Ask HN: why are there no angular lines in online UI/UX - samstave

Thinking about it recently - why are there no angular lines in the UI of everything online...<p>There appear to be only grid-based tables.<p>While there could be a UI/UX where the screen real estate is cut in an angular way.<p>It would be interesting to experiment with this as I think that certain types of data could be central - but others could be trimmed to the corners of a screen and do not need to be presented in a square and flat table.<p>Any thoughts?
======
piotr_krzyzek
Angular as in circles, rounded corners, spheres and generally not grid based
designs?

Originally the idea came out of necessity. Computers cannot do circles. They
can just do many-MANY-edged 'things' that appear as circles to us.

If you draw a simple circle in your favourite graphics program (not a vector
image), save and it and zoom in; you'll notice pixels right? Well, those are
the edges/lines that I was talking about.
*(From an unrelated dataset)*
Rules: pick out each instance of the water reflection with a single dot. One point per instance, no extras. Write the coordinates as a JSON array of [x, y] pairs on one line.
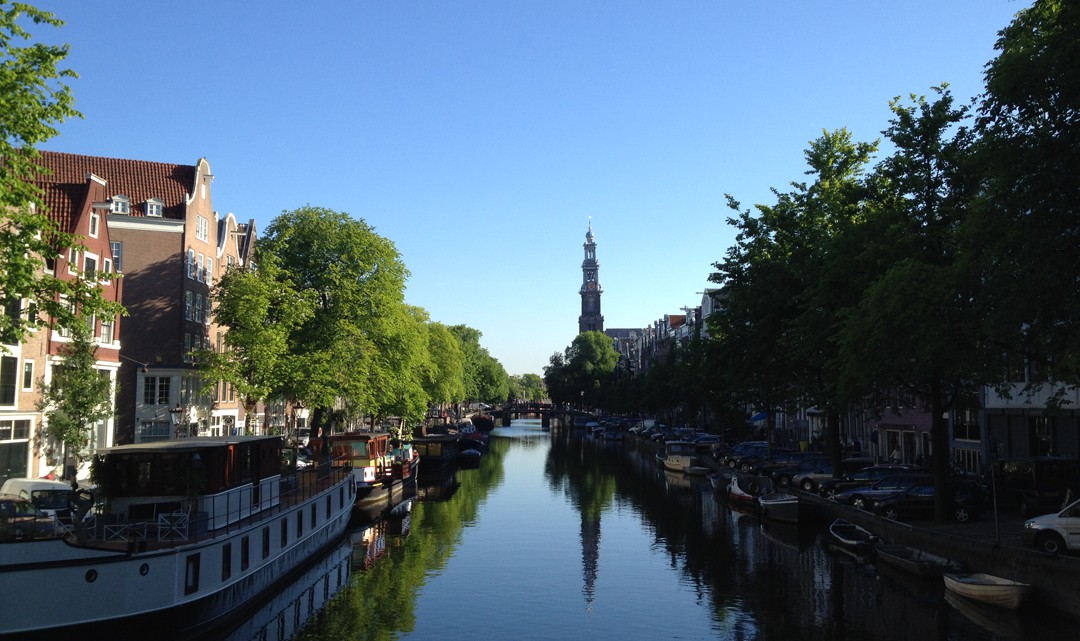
[[556, 535]]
Also, put three blocks in a row. They will be more space efficient for putting
stuff into than three spheres/circles in that same area. That is why a circle
of Diameter D can fit into a cube whose dimensions are DxDxD and still have
room to spare.

Squares (which is what pixels on your monitor are anyway ... usually at least)
are simply more space effiecient.

Though many designs do use circles to enhance or bring to attention a certain
topic, message or idea.

You can though create a 'angular' design. But it'll be very much so on the
creative side of things and won't fit most standard uses.

------
lazugod
Because digital screens are rectangles and the native DOM elements are
rectangles. And raw photos are rectangles. And the books and posters and signs
and paintings that web designers emulate are rectangles.